Archeologists had previously documented trade connections between Sarazm and South Asia, including connections with agricultural sites of Mehrgarh and the early Indus Valley Civilization. Kerdoncuff noted that "it is striking that one of the two Sarazm individuals in our study was found with shell bangles that are identical to ones found in Neolithic sites in India and Pakistan, and made from sea shells originating from the Indian Ocean or the Arabian Sea."
The genome analysis also confirmed evidence in India for steppe pastoralist ancestry, ranging between 0-45% among present-day individuals. Together, these three groups — farmers, pastoralists and hunter-gatherers — gave rise to the genetic variation now seen throughout India.
The role played by endogamy
After this complex mix of cultures, however, India experienced a shift toward strong endogamy, the practice of marrying within one's community. Endogamous marriages increase the prevalence of deleterious variants and the chance that an individual would inherit two, homozygous copies of a bad gene, if the parents are related or from a small population. In a previous paper, Moorjani and her colleagues determined that these types of bottlenecks, or founder events, occurred between 3,500 and 2,000 years ago. A founder event is when a small number of ancestral individuals gives rise to a large fraction of the population, often because war, famine or disease drastically reduced the population, but also because of geographic isolation — on islands, for example — or cultural practices.
"With these founder events, members of a group become much more related because they're exchanging genes just within the community," Moorjani said. "So if a deleterious variant is present in the community, it can drift to high frequency in the population because there's less variation."
One example of such a recessive trait is a mutation in the butylcholinesterase (BCHE) gene that causes muscle paralysis and other severe reactions to anesthetics like micavarium. It is particularly prevalent in communities such as the Vysya in Andhra Pradesh and Telangana, Moorjani said, but present at very low frequency across the rest of India and not present outside India.

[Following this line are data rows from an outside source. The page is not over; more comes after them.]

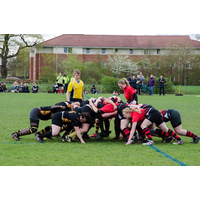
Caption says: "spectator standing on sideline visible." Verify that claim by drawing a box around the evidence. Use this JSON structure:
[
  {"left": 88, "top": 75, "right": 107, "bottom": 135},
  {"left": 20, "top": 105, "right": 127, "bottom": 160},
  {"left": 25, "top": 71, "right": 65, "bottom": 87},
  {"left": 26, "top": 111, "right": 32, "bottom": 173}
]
[
  {"left": 91, "top": 85, "right": 99, "bottom": 94},
  {"left": 23, "top": 83, "right": 30, "bottom": 93},
  {"left": 140, "top": 72, "right": 145, "bottom": 94},
  {"left": 53, "top": 81, "right": 58, "bottom": 94},
  {"left": 140, "top": 72, "right": 144, "bottom": 85},
  {"left": 63, "top": 73, "right": 69, "bottom": 92},
  {"left": 11, "top": 81, "right": 19, "bottom": 93},
  {"left": 158, "top": 75, "right": 166, "bottom": 96},
  {"left": 136, "top": 75, "right": 142, "bottom": 95},
  {"left": 19, "top": 82, "right": 24, "bottom": 93},
  {"left": 129, "top": 76, "right": 137, "bottom": 90},
  {"left": 127, "top": 75, "right": 133, "bottom": 85},
  {"left": 56, "top": 73, "right": 65, "bottom": 94},
  {"left": 147, "top": 74, "right": 155, "bottom": 95},
  {"left": 32, "top": 82, "right": 39, "bottom": 93},
  {"left": 66, "top": 69, "right": 84, "bottom": 103},
  {"left": 2, "top": 82, "right": 9, "bottom": 92}
]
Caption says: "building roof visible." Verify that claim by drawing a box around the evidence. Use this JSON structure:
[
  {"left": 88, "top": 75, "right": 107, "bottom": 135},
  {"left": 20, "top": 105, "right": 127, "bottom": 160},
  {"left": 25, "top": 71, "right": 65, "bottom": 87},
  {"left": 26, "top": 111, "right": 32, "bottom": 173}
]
[{"left": 43, "top": 34, "right": 200, "bottom": 48}]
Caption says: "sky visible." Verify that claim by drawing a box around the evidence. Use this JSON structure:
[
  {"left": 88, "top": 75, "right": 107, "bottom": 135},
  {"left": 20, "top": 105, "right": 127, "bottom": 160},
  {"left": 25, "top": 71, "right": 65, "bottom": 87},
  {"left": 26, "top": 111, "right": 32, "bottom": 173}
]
[{"left": 0, "top": 0, "right": 200, "bottom": 199}]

Identifying such variants is crucial for genetic screening and improving medical interventions, she said.
The team also identified numerous rare and population-specific pathogenic genetic variants, including variants linked to blood disorders, congenital hearing loss, cystic fibrosis and phenylketonuria.
Moorjani and her colleagues are continuing to analyze the Indian genomes in the LASI-DAD study, which is part of the LASI study that has collected over 70,000 individuals, and aims to sequence a subset to study epigenetic differences, metabolomics and proteomics to understand aging and age-associated diseases in India.

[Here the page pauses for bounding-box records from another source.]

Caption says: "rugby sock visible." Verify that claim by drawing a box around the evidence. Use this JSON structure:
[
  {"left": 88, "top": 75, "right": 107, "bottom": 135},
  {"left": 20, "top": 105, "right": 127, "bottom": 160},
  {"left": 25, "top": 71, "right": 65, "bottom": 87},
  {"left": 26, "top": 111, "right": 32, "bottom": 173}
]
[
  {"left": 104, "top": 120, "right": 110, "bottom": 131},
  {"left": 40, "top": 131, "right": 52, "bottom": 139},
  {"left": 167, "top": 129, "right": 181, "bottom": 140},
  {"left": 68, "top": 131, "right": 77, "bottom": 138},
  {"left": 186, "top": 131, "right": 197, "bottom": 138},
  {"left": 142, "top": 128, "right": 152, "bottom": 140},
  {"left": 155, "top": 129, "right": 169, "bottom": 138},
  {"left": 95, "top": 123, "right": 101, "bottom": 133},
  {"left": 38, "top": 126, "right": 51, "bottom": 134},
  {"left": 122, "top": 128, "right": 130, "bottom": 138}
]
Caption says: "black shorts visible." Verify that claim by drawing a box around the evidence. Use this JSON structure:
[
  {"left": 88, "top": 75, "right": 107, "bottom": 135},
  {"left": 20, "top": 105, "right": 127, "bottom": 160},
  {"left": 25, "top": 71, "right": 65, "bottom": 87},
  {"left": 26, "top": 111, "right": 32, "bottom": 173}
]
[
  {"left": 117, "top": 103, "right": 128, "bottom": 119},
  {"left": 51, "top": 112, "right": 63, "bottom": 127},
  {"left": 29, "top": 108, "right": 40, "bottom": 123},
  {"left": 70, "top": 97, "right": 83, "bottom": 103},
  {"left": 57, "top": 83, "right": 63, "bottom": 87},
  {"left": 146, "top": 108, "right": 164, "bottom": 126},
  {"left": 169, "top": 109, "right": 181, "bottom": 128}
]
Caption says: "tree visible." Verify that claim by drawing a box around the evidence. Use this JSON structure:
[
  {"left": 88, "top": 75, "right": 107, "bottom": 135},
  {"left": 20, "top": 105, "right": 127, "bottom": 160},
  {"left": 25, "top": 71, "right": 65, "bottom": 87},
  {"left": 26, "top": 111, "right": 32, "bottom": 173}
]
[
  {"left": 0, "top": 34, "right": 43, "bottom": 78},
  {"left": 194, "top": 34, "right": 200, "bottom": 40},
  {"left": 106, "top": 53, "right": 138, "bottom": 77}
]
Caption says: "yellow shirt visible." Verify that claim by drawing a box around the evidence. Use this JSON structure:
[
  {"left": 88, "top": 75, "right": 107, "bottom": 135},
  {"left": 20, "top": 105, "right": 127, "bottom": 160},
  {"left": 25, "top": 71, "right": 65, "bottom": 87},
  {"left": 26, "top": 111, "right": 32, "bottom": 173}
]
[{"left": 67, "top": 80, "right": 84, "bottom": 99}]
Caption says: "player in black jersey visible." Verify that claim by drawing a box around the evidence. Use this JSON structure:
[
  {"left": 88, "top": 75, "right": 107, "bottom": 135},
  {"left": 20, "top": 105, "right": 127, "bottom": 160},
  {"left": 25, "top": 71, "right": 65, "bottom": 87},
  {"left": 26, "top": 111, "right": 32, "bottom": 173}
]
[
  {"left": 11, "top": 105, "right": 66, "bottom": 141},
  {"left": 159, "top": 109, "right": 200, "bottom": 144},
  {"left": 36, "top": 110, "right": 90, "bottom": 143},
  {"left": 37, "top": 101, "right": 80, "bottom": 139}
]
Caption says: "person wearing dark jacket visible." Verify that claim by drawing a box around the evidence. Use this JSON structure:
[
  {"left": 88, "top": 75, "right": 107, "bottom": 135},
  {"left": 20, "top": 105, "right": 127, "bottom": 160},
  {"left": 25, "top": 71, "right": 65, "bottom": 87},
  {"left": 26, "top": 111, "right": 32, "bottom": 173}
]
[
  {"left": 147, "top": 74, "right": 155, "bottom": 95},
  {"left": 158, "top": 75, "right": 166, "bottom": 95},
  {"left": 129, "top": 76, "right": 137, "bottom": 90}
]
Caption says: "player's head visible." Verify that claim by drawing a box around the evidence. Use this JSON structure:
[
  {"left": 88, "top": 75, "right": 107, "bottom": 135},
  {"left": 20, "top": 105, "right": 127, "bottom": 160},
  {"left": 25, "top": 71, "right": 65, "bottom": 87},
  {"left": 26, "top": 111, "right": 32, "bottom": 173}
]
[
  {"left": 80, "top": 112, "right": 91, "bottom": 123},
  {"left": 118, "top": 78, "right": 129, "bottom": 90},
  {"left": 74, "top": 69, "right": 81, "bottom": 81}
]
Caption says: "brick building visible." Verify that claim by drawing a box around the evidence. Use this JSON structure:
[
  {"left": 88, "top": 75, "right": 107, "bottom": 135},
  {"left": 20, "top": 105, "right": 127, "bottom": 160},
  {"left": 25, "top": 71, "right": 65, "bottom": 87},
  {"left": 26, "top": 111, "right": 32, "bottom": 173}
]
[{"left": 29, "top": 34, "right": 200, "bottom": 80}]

"Our expertise is in leveraging the evolutionary history to do more reliable disease mapping, because this complex history highlights how critical it is to incorporate ancestry and homozygosity in future medical and functional genomics research in India," Moorjani said.

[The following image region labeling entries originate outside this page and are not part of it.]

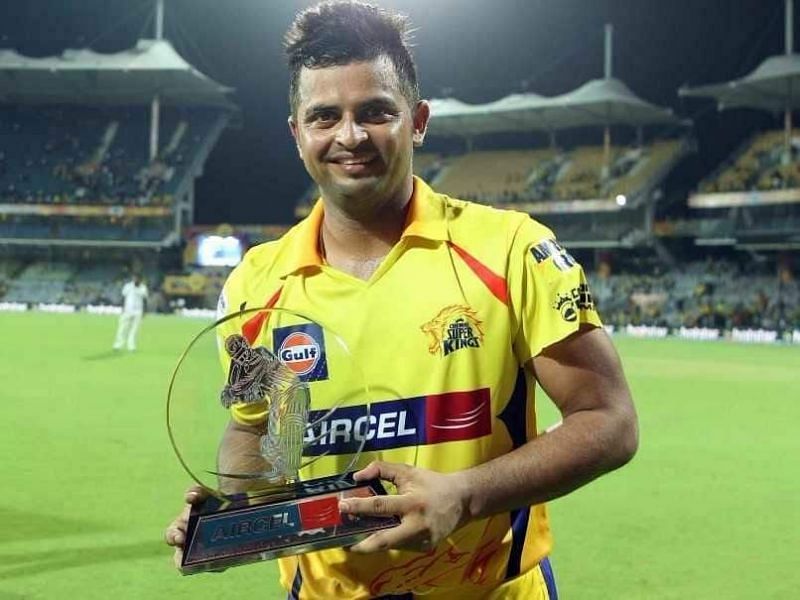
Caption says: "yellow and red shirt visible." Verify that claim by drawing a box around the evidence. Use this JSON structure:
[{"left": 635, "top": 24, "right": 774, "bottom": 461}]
[{"left": 214, "top": 179, "right": 600, "bottom": 599}]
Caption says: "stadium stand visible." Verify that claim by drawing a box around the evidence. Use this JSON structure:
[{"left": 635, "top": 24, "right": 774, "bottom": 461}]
[
  {"left": 699, "top": 129, "right": 800, "bottom": 193},
  {"left": 589, "top": 260, "right": 800, "bottom": 330}
]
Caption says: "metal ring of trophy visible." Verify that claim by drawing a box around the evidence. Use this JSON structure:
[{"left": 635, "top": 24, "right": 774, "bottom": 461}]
[{"left": 167, "top": 307, "right": 370, "bottom": 500}]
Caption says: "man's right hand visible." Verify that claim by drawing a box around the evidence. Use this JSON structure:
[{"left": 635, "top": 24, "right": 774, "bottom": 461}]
[{"left": 164, "top": 485, "right": 208, "bottom": 568}]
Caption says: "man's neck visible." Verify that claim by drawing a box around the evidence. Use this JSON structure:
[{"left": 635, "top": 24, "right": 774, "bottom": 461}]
[{"left": 320, "top": 179, "right": 413, "bottom": 279}]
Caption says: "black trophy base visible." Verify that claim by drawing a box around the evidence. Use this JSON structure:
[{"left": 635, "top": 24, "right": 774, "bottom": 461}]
[{"left": 180, "top": 473, "right": 400, "bottom": 575}]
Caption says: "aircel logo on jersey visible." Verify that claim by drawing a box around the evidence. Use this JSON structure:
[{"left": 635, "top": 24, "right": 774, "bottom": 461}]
[
  {"left": 303, "top": 388, "right": 492, "bottom": 456},
  {"left": 272, "top": 323, "right": 328, "bottom": 381},
  {"left": 531, "top": 239, "right": 577, "bottom": 271}
]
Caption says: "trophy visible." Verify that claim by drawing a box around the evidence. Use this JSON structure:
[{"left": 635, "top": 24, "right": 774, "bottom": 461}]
[{"left": 167, "top": 308, "right": 399, "bottom": 575}]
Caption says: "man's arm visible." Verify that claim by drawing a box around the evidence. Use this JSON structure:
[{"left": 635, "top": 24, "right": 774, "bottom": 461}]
[
  {"left": 217, "top": 419, "right": 269, "bottom": 494},
  {"left": 342, "top": 328, "right": 638, "bottom": 552},
  {"left": 164, "top": 420, "right": 265, "bottom": 567},
  {"left": 461, "top": 328, "right": 638, "bottom": 518}
]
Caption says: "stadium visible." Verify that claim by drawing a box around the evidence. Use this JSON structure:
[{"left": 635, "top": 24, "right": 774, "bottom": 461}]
[{"left": 0, "top": 0, "right": 800, "bottom": 600}]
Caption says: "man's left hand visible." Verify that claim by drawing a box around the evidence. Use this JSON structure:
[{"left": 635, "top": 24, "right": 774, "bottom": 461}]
[{"left": 339, "top": 461, "right": 468, "bottom": 554}]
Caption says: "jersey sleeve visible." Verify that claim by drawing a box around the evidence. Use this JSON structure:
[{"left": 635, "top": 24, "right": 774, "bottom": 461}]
[{"left": 508, "top": 219, "right": 602, "bottom": 364}]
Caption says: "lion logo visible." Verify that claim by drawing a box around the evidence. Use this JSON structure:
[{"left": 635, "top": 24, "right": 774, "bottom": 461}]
[{"left": 420, "top": 304, "right": 484, "bottom": 356}]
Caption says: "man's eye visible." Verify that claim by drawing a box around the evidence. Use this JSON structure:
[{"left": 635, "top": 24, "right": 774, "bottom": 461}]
[{"left": 362, "top": 106, "right": 392, "bottom": 121}]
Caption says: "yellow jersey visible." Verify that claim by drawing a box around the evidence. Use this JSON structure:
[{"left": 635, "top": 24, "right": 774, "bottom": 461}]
[{"left": 220, "top": 178, "right": 601, "bottom": 599}]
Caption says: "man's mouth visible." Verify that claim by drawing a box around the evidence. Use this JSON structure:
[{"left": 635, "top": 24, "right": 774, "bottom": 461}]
[{"left": 330, "top": 154, "right": 378, "bottom": 174}]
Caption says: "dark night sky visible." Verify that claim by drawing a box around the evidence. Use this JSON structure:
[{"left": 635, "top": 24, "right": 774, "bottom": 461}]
[{"left": 0, "top": 0, "right": 800, "bottom": 223}]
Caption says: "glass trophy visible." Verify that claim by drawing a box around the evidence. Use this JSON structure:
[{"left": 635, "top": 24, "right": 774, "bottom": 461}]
[{"left": 167, "top": 308, "right": 399, "bottom": 575}]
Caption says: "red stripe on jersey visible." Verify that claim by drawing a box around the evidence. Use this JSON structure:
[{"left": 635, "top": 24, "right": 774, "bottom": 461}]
[
  {"left": 425, "top": 388, "right": 492, "bottom": 444},
  {"left": 447, "top": 242, "right": 508, "bottom": 305},
  {"left": 242, "top": 287, "right": 283, "bottom": 346}
]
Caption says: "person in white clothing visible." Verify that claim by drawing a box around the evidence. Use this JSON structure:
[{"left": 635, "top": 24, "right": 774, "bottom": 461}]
[{"left": 114, "top": 275, "right": 147, "bottom": 350}]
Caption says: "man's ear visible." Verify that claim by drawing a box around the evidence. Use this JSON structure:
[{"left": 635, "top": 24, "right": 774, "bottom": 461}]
[
  {"left": 287, "top": 115, "right": 303, "bottom": 160},
  {"left": 411, "top": 100, "right": 431, "bottom": 147}
]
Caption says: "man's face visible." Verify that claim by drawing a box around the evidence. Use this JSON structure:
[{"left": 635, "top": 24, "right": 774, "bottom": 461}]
[{"left": 289, "top": 57, "right": 428, "bottom": 215}]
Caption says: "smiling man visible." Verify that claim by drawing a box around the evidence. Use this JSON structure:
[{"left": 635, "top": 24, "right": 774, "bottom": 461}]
[{"left": 166, "top": 2, "right": 638, "bottom": 600}]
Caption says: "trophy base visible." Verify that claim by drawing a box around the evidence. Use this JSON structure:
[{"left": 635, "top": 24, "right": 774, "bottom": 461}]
[{"left": 180, "top": 473, "right": 400, "bottom": 575}]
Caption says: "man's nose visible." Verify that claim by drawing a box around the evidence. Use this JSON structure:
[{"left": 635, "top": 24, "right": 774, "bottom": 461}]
[{"left": 336, "top": 118, "right": 369, "bottom": 148}]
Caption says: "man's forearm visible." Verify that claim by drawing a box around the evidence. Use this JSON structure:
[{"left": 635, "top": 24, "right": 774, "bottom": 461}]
[
  {"left": 217, "top": 421, "right": 268, "bottom": 494},
  {"left": 456, "top": 409, "right": 637, "bottom": 518}
]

The other senior authors of the paper are Aparajit Ballav Dey of the All India Institute of Medical Sciences, Sharon Kardia of the University of Michigan and Jinkook Lee of USC. Kerdoncuff currently is at the Pasteur Institute in Paris. Skov is an assistant professor at the Globe Institute, at the University of Copenhagen, Denmark. Moorjani and her UC Berkeley team were supported by grants from the National Institutes of Health (U01AG065958, R35GM142978), Burroughs Wellcome Fund and Denmark's Novo Nordisk Foundation.